What fascinates you about old clothes?
That’s really hard. What is it? It’s history, colours, design, finding something and bringing it back to life. I’ve always been interested in fashion, I worked at a fashion magazine so the whole thing about design and style, the process about how it keeps evolving.

There’s a big crossover between art students and smallholder. Is running a stall a continuation of student life?
It could well be. I think if you’re an art student or a student, by necessity you’re looking for more creative things, because out of adversity you have to find it cheaply – and you feed off each other.

We were discussing how it’s somehow heroic to run a stall, to get up every morning and start over. But it might help to be also eccentric or insane. Fair?
I would say so. Not necessarily fitting into standard work-practice material, although you probably work a lot harder – you’re doing it for yourself and you don’t have days off sick. My first stall was at Brixton in the ’80s, that was an amazing place to work, people had been there a long time, fascinating people, and maybe some of them slightly criminal, they did really look out for you, and really help you out, I really enjoyed that, it was a great place to work. And Greenwich was the same, when we went to Greenwich from Brixton we thought it would be different but it wasn’t, everybody was really helpful, although they were highly competitive as well.

What do you look for when you’re sourcing clothing?
Anything that is beautiful or wearable from any period, and/or extraordinary. Or has the historic value, not in terms of money, historic value.

Tell me about some of your finest discoveries.
There was a fabulous Vivienne Westwood Witches Collaboration T shirt with Keith Haring. It was in a binbag full of old clothes. I recognised it straight away. I do think it’s extraordinary that  I managed to save it, it is a piece of fashion history from the last collection she did with Malcolm Mclaren, a really important piece – and sometimes these things are destined for landfill. So it was amazing to find. It went in a fashion auction. Yes, the price wasn’t bad. But that’s not typical, that’s not necessarily the main criterion. [There's] the thrill of finding something in an old bag and then somebody coming along and trying it on and it looks amazing. The other day I was driving down Gallery Road…   somebody had bought a dress the week before, she’s a well known makeup designer, Alex Box,  and I saw her walking down the road with her sleeves flapping -  ‘cos this dress had these amazing sleeves. Something she’s bought from me the week before, to see people wearing it in the street and obviously loving it, that’s just great.

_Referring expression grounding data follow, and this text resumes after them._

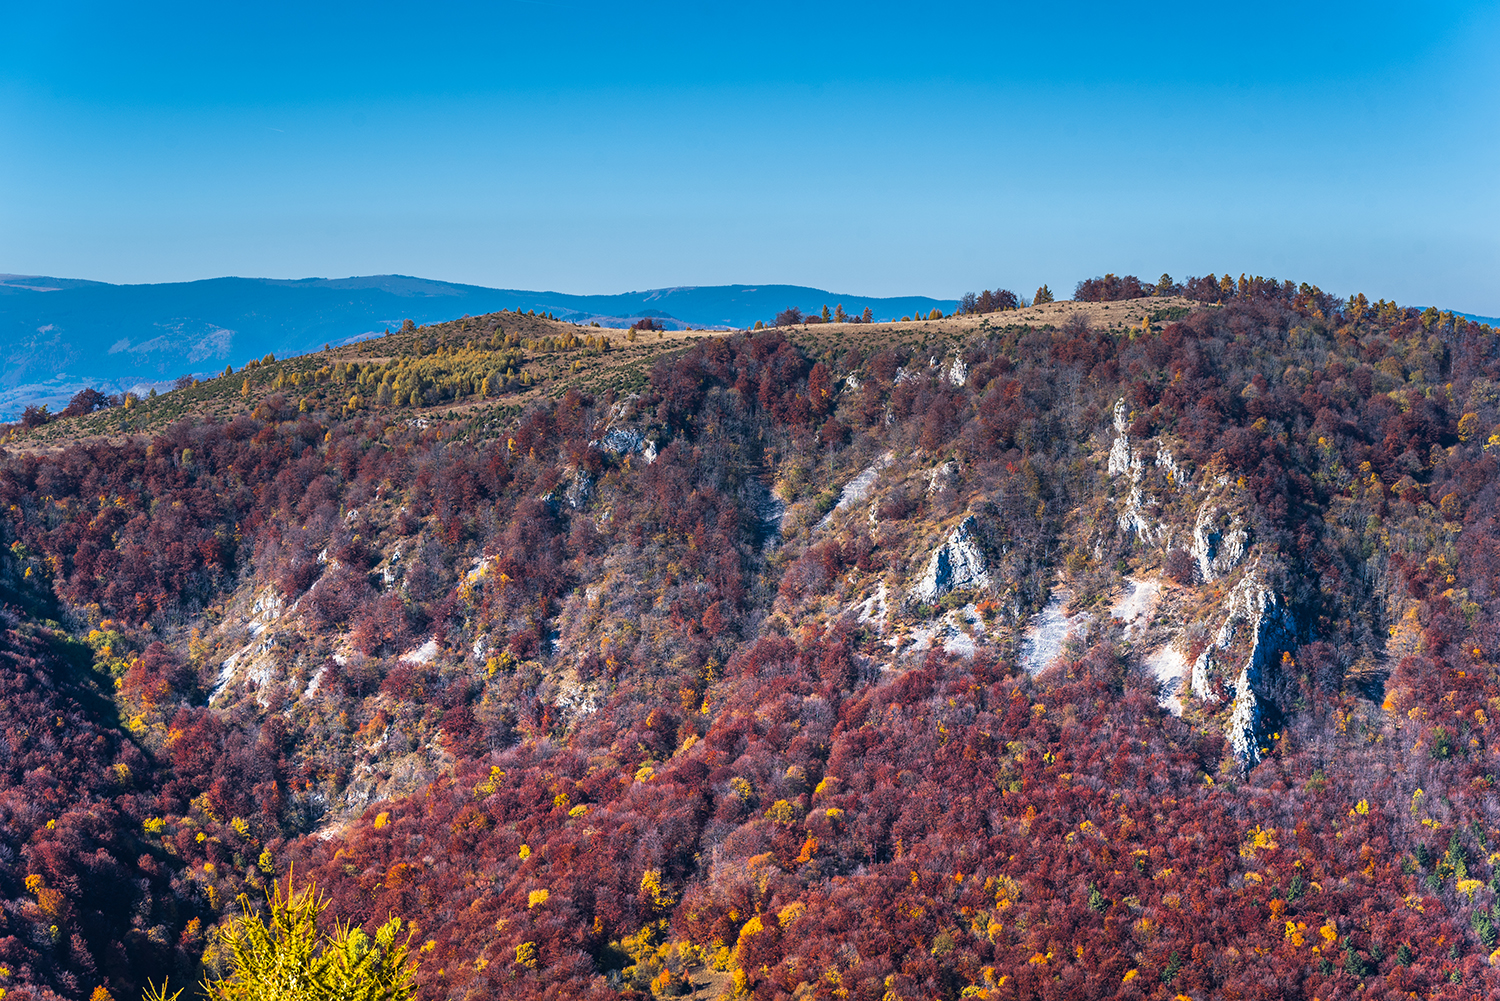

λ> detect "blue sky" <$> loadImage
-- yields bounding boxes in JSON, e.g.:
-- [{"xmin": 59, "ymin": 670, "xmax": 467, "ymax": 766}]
[{"xmin": 2, "ymin": 1, "xmax": 1498, "ymax": 312}]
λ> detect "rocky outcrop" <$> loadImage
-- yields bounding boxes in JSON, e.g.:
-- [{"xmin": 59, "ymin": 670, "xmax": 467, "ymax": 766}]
[
  {"xmin": 818, "ymin": 451, "xmax": 894, "ymax": 529},
  {"xmin": 1105, "ymin": 399, "xmax": 1164, "ymax": 542},
  {"xmin": 743, "ymin": 478, "xmax": 787, "ymax": 550},
  {"xmin": 1118, "ymin": 483, "xmax": 1156, "ymax": 541},
  {"xmin": 1106, "ymin": 400, "xmax": 1214, "ymax": 552},
  {"xmin": 599, "ymin": 427, "xmax": 645, "ymax": 455},
  {"xmin": 1155, "ymin": 446, "xmax": 1186, "ymax": 487},
  {"xmin": 1106, "ymin": 399, "xmax": 1133, "ymax": 477},
  {"xmin": 564, "ymin": 470, "xmax": 594, "ymax": 510},
  {"xmin": 1191, "ymin": 502, "xmax": 1248, "ymax": 582},
  {"xmin": 592, "ymin": 395, "xmax": 659, "ymax": 463},
  {"xmin": 947, "ymin": 356, "xmax": 968, "ymax": 386},
  {"xmin": 910, "ymin": 515, "xmax": 991, "ymax": 602},
  {"xmin": 1189, "ymin": 569, "xmax": 1294, "ymax": 765},
  {"xmin": 926, "ymin": 459, "xmax": 960, "ymax": 495}
]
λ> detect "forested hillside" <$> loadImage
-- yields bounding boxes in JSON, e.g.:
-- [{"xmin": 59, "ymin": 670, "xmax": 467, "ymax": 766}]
[{"xmin": 2, "ymin": 277, "xmax": 1500, "ymax": 1000}]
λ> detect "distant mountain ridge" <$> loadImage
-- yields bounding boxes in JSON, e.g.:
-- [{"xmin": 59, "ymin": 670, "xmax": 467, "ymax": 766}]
[{"xmin": 0, "ymin": 273, "xmax": 956, "ymax": 419}]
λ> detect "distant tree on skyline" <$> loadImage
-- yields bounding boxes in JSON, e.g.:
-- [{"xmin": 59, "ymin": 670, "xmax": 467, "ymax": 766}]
[
  {"xmin": 60, "ymin": 386, "xmax": 110, "ymax": 418},
  {"xmin": 957, "ymin": 289, "xmax": 1020, "ymax": 315},
  {"xmin": 1075, "ymin": 273, "xmax": 1147, "ymax": 301},
  {"xmin": 20, "ymin": 403, "xmax": 51, "ymax": 428}
]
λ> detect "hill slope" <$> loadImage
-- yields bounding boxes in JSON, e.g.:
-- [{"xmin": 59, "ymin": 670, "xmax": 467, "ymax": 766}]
[{"xmin": 3, "ymin": 283, "xmax": 1500, "ymax": 999}]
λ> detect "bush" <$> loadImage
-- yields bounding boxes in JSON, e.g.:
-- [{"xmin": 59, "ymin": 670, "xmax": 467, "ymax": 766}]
[{"xmin": 1164, "ymin": 548, "xmax": 1196, "ymax": 585}]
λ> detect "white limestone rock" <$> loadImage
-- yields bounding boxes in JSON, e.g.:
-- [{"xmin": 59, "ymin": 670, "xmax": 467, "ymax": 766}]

Markets are in your blood, I hear…
I discovered that, when I did my mum’s family research, because she was fostered. I didn’t grow up in South London but I’d moved here – and my great-great-grandfather Thomas Moorehouse had a market stall in Brixton, selling hot potatoes in the winter and ice cream in the summer. And he was living in practically the same place, cause I  lived on the Barrier Block,  and his street was right by where I first started my market stall at Brixton. So there was this overlaying, generations of us trading in the same places. Some of them were born in Stockwell Street in Greenwich, over the Spreadeagle, and that’s where our market stall was – they weren’t posh, they were living in rooms. That was my great aunt.  And my grandfather, whose father was the ice-cream salesman, lived in Fournier Street in what was a young boys’ home.

Is that part of the fascination of markets? This resonance of the people who’ve been working in them, for centuries back through our history?
Definitely, I couldn’t have been more thrilled when I found those things out about my family, because we didn’t know. And I hope the markets will go on like that, and continue. But it’s a difficult thing.

Heather John is at the Dulwich Collectors Fair, last Sunday of most months; her shop, Chichirara, is at 18a Upland Road, Peckham Rye.